Observo mis objetos, desperdigados por las estanterías del lugar de trabajo. Han perdido, si no todo, gran parte del significado que tenían cuando los adquirí. He sido un comprador compulsivo de cosas. Me daba seguridad estar rodeado de ellas. Poseo, por ejemplo, una colección de imanes de nevera de cuya originalidad todo el mundo se asombra. Ya no los quiero, de modo que quizá empiece a desprenderme poco a poco de ellos, arrojando uno al día a la basura cuando salga a por el periódico.

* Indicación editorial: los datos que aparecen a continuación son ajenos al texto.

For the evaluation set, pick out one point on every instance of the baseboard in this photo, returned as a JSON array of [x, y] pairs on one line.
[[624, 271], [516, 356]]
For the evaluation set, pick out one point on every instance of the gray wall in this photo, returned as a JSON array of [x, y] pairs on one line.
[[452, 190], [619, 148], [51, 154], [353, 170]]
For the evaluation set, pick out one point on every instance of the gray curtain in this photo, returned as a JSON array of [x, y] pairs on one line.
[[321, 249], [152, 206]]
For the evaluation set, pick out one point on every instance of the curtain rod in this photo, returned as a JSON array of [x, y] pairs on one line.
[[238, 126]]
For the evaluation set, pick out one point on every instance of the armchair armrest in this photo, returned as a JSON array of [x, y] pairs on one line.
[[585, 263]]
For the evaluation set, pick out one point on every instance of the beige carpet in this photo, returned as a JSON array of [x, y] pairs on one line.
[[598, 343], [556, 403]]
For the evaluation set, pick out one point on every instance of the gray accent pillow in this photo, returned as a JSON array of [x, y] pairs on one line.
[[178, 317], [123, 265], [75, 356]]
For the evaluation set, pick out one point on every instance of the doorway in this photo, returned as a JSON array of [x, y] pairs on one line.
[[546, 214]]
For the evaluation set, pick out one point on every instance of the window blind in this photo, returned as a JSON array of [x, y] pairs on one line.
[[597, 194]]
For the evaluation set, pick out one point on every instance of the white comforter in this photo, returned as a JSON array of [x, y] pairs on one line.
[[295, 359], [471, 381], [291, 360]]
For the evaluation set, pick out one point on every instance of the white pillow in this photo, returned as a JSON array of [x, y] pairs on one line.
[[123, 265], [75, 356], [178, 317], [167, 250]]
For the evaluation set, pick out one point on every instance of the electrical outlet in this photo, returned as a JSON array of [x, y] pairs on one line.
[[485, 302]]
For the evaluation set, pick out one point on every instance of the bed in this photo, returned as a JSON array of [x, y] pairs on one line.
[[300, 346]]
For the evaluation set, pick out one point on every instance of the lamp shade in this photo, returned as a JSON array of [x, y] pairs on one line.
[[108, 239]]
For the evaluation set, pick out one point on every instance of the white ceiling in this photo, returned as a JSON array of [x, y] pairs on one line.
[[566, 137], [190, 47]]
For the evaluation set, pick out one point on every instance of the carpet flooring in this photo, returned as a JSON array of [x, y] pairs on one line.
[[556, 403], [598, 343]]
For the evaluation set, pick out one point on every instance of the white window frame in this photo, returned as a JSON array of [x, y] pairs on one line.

Poseo una colección de muebles diminutos, pensados para una casa de muñecas que adquirí con gran ilusión y que en la actualidad me parecen un estorbo, lo mismo que la casa de muñecas: ocupa demasiado espacio, pero no sé cómo desprenderme de ella porque dejaría un hueco enorme. Mi afecto por las cosas se ha esfumado, pero los huecos que dejan me dan miedo. Me han sacado una muela y no dejo de pasarme obsesivamente la lengua por su agujero, que me parece abismal. No imaginaba que la muela ocupara tanto. El dentista me preguntó si quería conservarla e iba a decirle que no, pero al final me la llevé.

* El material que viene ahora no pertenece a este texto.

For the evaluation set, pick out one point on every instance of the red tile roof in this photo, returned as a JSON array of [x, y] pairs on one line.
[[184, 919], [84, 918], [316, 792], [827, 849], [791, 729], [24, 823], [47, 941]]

Cada objeto es ya un enemigo. Creo que adivinan el rencor que he desarrollado hacia ellos. Conspiran contra mí cuando no estoy delante. Es posible que mi dificultad para desprenderme de ellos tenga que ver con su resistencia a ser eliminados. Entre los objetos a los que me refiero, figura una cantidad notable de cajas que he ido acumulando a lo largo de los años porque tirar una caja siempre me ha parecido un crimen. Al mezclarse con la basura se aplastan y desaparece la burbuja que representaban. Me gustan las habitaciones desocupadas, las pompas de jabón, los estuches sin nada. Me gustaron al menos, ya no estoy muy seguro de lo que me gusta y de lo que no.

¿Qué hacer con todas estas cajas? Quizá, me digo, podría introducir en ellas los objetos odiados y guardarlas en un armario del que tendría que sacar antes chaquetas y camisas que no uso desde hace años. ¡Qué tortura, la de detestar aquello de lo que sin embargo no eres capaz de desprenderte! ¿Síndrome de Diógenes? No sé, lo cierto es que las cosas han dejado de interesarme. Peor aún: yo les intereso a ellas más que nunca.